I read cookbooks like novels–cover to cover, on the couch, with my fuzzy blanket. I feel like Ina Garten taught me how to cook, well Ina and my parents. Mom taught me the value of dinner around the table every night. Dad taught me that recipes are a guide, something to be tinkered with, not steadfast rules. And Ina taught me the whys–why vegetables taste so yummy when roasted, why good ingredients matter, and why certain flavors go so well together.
Every Thursday when I’m planning meals for the upcoming week, these are the cookbooks I usually go to. They are my favorites–stained, watermarked, with flour tucked in between pages.
Barefoot Contessa How Easy is That?: Favorite recipes from this one include roasted shrimp with feta, pank0-crusted salmon, and spicy turkey meatballs and spaghetti.
Barefoot Contessa Back to Basics: Favorites from this one include roasted potato leek soup, white pizzas (this is the pizza dough I use for every pizza I make), and oven-roasted vegetables.
Bread & Wine by Shauna Niequist: I think I’ve cooked just about everything in this one. The blueberry crisp is a staple for Sabbath meal. The risotto, turkey burgers, pork tenderloin, Gaia cookies, sweet potato fries, and white chicken chili make regular appearances on our table. The steak au poivre is a perfect date night meal!

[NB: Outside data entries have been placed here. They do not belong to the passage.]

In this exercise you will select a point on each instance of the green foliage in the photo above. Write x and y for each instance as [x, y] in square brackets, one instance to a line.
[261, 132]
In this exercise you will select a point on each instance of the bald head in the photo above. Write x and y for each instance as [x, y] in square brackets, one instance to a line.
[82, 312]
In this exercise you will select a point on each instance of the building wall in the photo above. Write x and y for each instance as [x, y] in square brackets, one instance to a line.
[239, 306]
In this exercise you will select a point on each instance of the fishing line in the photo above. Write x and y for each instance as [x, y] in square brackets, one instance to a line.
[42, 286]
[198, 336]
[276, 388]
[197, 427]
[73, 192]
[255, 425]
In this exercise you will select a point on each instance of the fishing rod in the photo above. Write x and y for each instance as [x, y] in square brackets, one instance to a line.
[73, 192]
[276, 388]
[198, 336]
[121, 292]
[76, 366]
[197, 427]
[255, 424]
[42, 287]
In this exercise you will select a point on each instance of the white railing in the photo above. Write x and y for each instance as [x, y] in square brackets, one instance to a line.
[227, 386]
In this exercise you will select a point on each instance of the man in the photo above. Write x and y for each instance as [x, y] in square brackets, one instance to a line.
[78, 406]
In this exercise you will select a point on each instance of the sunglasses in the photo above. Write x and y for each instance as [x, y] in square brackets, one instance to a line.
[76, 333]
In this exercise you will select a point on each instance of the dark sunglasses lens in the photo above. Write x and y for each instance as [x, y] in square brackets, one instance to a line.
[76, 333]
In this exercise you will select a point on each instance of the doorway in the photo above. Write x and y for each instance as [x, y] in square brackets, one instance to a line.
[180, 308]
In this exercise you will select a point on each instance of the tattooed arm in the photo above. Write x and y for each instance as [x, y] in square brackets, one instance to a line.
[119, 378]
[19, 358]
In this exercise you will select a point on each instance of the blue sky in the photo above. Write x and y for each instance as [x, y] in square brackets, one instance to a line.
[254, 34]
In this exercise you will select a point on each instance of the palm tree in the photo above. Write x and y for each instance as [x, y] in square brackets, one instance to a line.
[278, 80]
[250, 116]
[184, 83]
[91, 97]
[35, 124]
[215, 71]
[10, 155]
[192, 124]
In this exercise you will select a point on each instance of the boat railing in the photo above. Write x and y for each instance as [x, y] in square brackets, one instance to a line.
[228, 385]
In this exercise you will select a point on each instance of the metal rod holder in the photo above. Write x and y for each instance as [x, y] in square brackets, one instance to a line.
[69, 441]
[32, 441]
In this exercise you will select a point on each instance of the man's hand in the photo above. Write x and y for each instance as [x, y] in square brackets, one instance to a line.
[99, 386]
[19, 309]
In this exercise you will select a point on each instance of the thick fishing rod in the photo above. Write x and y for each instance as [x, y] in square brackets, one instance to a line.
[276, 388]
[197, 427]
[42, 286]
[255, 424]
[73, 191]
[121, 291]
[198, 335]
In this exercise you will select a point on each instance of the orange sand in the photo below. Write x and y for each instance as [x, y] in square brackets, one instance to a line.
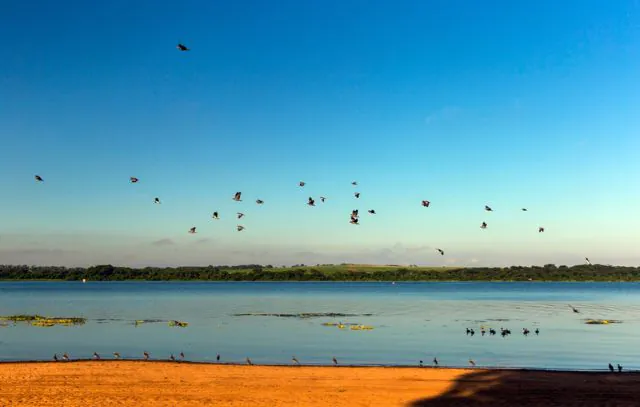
[136, 383]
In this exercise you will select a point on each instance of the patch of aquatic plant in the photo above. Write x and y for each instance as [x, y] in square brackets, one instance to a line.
[39, 320]
[602, 321]
[147, 321]
[302, 315]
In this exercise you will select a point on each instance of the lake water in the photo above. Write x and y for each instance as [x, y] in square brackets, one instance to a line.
[411, 321]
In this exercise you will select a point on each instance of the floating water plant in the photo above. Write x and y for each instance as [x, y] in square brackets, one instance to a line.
[180, 324]
[39, 320]
[602, 321]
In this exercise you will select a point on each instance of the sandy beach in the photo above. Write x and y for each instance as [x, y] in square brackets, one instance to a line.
[137, 383]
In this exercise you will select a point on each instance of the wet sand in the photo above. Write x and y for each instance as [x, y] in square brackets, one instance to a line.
[137, 383]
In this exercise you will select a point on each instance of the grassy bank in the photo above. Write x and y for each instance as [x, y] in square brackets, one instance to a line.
[330, 272]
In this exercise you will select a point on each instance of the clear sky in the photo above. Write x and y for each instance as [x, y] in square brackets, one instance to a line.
[464, 103]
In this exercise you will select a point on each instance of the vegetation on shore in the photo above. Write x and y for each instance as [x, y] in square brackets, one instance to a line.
[39, 320]
[342, 272]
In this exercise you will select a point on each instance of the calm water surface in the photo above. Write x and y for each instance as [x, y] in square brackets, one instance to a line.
[412, 321]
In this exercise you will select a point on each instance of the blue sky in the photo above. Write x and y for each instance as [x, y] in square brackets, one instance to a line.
[504, 103]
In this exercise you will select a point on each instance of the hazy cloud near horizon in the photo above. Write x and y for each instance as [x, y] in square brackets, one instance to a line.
[174, 252]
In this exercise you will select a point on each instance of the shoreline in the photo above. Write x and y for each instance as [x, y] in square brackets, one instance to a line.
[321, 366]
[159, 383]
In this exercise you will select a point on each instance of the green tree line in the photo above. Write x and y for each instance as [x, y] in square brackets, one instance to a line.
[255, 272]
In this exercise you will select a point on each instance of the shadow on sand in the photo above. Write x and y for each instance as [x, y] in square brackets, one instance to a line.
[539, 388]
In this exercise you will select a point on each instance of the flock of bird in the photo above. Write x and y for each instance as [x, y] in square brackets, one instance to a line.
[354, 217]
[294, 360]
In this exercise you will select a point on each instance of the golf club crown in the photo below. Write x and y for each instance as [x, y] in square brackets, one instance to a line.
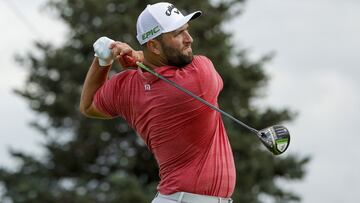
[276, 138]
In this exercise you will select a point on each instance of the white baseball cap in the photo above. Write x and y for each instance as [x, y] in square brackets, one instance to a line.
[160, 18]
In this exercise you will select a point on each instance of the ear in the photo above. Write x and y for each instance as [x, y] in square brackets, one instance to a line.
[154, 46]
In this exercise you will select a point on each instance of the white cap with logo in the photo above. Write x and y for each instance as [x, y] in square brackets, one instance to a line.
[160, 18]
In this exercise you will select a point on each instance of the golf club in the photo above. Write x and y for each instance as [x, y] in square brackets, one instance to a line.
[275, 138]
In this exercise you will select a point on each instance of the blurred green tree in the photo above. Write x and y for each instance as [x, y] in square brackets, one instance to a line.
[90, 160]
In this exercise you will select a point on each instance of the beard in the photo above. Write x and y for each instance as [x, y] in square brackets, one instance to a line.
[175, 58]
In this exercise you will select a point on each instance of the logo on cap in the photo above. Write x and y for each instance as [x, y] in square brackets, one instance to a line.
[150, 33]
[170, 8]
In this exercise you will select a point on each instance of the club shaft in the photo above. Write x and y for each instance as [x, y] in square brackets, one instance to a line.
[196, 97]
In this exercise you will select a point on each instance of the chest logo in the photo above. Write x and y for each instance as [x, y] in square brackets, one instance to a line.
[147, 87]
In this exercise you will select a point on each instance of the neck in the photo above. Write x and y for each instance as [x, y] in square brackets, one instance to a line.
[153, 62]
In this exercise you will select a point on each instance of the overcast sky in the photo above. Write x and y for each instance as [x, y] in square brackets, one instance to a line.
[315, 72]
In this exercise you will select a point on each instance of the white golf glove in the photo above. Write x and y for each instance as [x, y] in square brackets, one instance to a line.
[102, 51]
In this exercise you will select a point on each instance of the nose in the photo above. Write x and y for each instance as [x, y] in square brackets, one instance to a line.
[187, 37]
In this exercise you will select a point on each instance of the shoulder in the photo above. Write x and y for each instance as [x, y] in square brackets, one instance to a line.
[125, 74]
[202, 58]
[203, 62]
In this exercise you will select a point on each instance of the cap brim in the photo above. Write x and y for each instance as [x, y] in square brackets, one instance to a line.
[183, 21]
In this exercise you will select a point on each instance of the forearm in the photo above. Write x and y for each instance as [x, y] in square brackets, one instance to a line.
[95, 78]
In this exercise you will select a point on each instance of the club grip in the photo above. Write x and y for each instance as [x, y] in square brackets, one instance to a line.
[128, 61]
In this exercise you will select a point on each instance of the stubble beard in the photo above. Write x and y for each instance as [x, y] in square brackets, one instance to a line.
[175, 57]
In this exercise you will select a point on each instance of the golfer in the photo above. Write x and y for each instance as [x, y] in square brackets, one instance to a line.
[187, 138]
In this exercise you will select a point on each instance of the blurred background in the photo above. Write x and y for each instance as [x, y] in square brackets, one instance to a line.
[296, 62]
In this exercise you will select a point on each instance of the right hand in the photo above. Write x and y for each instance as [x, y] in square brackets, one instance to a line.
[126, 56]
[103, 52]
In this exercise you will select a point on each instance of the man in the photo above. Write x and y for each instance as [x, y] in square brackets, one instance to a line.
[187, 138]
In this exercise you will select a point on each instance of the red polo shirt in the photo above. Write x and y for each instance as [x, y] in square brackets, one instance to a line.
[187, 138]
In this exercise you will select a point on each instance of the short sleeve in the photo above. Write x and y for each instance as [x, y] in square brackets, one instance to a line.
[210, 81]
[107, 98]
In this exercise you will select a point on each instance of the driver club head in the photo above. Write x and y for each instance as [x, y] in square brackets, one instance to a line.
[276, 138]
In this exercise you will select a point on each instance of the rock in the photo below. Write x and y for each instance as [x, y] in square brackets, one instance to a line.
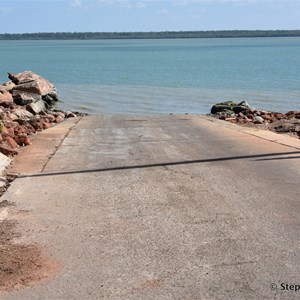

Savor by Shauna Niequist: Shauna does my favorite type of recipe–simple with good ingredients. My favorites from this book include blueberry yogurt morning cake, lemon dill soup, fregolotta, Sara’s lasagna, wild rice salad, grilled peach & caramel sundaes, and Emily’s poppy seed cake. (I just listed half the recipes!)
My Kitchen Year by Ruth Reichl: This one is newer to me, but so far we’ve loved the french toast, the Cake that Cures Everything, and the Sriracha shrimp with coconut rice.
Except for Savor, all of those books will also teach you cooking techniques–how to cook eggs low and slow, how to braise meat, how to season your food. I have a lot of friends who are intimidated when they step into the kitchen. But you have to treat cooking like you do other things. It can’t be about perfection. It has to be about the journey, about the learning, about trying new things. Sometimes, you will create something genius. And other times you will throw it in the trash and cook Annie’s mac & cheese and feed it to your family with apple slices and call it dinner. And both of those are perfectly fine. Over time, you will gain confidence to move out of your comfort zone. You might even find the rhythm of dicing and the sound of sizzling oil in a pan relaxing. And there’s always something fulfilling about putting something on the table to nourish those you love, something you made with your own two hands. Maybe it’s fancy or maybe it’s grilled cheese, but it’s the table, the food, the laughter, and the people surrounding it that make it something special.